Kitabın ilk bölümünde, muhterem Hocaefendi’nin yetiştiği aile ortamının onun hayatındaki tesirlerinin konu edildiği kısa bir hayat hikâyesini görüyoruz. Küçük yaşlardan itibaren ruh ve düşünce dünyasının nasıl şekillendiğinden, Müslüman âlimler ve düşünürlere ait eserlerle birlikte Batı klasiklerini de okuyup farklı konulara nasıl vâkıf olduğundan, üstün ahlakı ile insanlara nasıl örnek teşkil ettiğinden ve hitap ettiği toplumun psikolojik durumuna göre bir üslup kullanmasının ne tür sonuçlar doğurduğundan bahsediliyor.[17]

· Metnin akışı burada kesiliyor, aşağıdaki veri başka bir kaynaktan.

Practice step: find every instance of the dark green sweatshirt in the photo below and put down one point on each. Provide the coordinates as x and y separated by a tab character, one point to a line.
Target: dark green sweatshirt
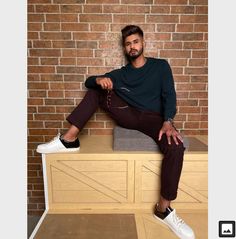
148	88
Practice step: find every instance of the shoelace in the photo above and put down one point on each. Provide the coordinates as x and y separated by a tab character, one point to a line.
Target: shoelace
177	220
56	137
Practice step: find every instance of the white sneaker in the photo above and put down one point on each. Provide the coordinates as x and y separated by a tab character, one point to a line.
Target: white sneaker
175	223
58	145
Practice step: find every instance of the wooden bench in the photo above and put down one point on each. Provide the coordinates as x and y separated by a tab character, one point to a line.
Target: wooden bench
98	179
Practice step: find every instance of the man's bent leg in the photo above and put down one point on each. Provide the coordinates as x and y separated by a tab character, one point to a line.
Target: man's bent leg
78	118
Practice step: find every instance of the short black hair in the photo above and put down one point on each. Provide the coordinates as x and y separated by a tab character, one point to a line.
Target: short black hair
130	30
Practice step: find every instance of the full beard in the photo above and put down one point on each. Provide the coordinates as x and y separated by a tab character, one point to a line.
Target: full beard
133	54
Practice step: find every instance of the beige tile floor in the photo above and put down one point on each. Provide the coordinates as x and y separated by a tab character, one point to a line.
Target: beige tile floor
137	225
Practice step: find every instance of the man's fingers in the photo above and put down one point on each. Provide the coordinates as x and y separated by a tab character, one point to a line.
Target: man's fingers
175	140
160	135
169	139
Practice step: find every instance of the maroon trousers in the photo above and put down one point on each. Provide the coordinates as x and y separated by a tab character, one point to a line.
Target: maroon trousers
129	117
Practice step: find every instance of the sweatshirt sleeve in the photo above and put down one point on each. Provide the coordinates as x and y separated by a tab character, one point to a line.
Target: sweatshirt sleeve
168	92
91	80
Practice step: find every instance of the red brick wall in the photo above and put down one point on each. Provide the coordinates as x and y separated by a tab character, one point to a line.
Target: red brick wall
69	40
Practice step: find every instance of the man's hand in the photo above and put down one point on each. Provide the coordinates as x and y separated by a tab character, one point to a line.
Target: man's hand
170	131
105	83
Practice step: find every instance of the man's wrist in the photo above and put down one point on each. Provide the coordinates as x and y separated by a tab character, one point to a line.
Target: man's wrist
169	120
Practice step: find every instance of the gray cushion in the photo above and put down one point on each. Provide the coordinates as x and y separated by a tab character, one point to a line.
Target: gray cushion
134	140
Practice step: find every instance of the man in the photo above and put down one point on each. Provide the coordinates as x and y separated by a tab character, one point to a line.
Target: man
141	96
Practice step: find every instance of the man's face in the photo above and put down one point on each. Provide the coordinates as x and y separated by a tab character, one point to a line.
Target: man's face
133	46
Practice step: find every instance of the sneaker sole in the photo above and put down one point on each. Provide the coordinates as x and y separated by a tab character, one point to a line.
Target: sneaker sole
176	233
58	151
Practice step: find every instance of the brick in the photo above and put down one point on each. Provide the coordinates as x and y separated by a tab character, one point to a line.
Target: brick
35	26
177	70
38	85
197	78
71	69
193	18
163	18
32	61
66	86
139	9
86	44
201	9
49	61
182	9
184	27
53	124
191	87
182	78
75	26
53	77
35	124
175	53
30	8
188	109
46	116
195	45
31	109
165	27
198	2
130	19
41	69
90	62
63	44
67	61
62	17
55	94
32	35
35	17
64	109
173	45
200	54
160	9
197	62
158	36
37	94
48	8
70	78
99	70
99	27
74	94
187	36
95	18
88	36
178	62
52	26
42	44
113	62
72	8
175	2
46	109
198	94
45	52
115	9
196	70
93	9
55	35
200	28
59	102
191	125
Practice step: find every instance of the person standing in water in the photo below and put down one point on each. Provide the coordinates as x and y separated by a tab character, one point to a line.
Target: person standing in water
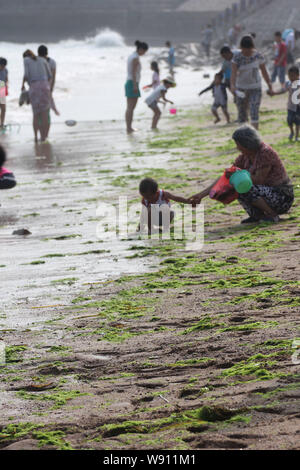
38	75
207	39
43	52
171	57
155	76
3	90
247	67
132	91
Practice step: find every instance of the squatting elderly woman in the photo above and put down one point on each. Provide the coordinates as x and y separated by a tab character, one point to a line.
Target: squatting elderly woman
272	191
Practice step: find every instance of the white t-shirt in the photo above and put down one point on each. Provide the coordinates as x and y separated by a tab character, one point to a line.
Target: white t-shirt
155	95
248	75
130	60
155	80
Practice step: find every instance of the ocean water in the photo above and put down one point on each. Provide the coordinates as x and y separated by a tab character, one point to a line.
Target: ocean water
91	74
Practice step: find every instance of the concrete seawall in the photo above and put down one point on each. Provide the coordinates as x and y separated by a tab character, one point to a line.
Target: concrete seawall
52	21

Aynı bölümde muhterem Hocaefendi’nin aksiyoner karakterinin etkisiyle Hizmet Hareketi’nin kısa bir sürede dünyanın her yerine hizmet götüren bir harekete dönüştüğünden, hareketin erken dönemlerinin de günümüzdeki gibi sıkıntılı ve sancılı olduğundan, insanların onun ortaya koyduğu ideallere gönül vermeleri ve Hizmet’in hızla büyümesi sonucu bazı kesimlerde görülen rahatsızlıklardan bahsediliyor.[18]

Yine aynı bölümde muhterem Hocaefendi’nin takvası, ilmi, kemâlâtı ve oluşmasında öncülük yaptığı Hizmet Hareketi’yle birlikte yaşadığı sıkıntılar anlatıldıktan sonra, onun aynı zamanda çağını iyi okuyabilen ve vizyoner bir kişilik olarak yaptığı açılımlar ve tanıttığı yeni Hizmet metotları ifade ediliyor. Okul, gazete, dergi, dershane, öğrenci evleri gibi birçok girişimin yanı sıra, Hocaefendi’nin de katıldığı, insanları kucaklayıcı Ramazan iftarlarının ve farklı resepsiyonların, bir tür içtihat gibi görülebileceğinden bahseden yazar, Hocaefendi’nin yaptığı Vatikan ziyareti sonrası diyalog faaliyetlerinin daha büyük kitlelere açık hâle getirilmesine vesile olduğunu dile getiriyor.[19]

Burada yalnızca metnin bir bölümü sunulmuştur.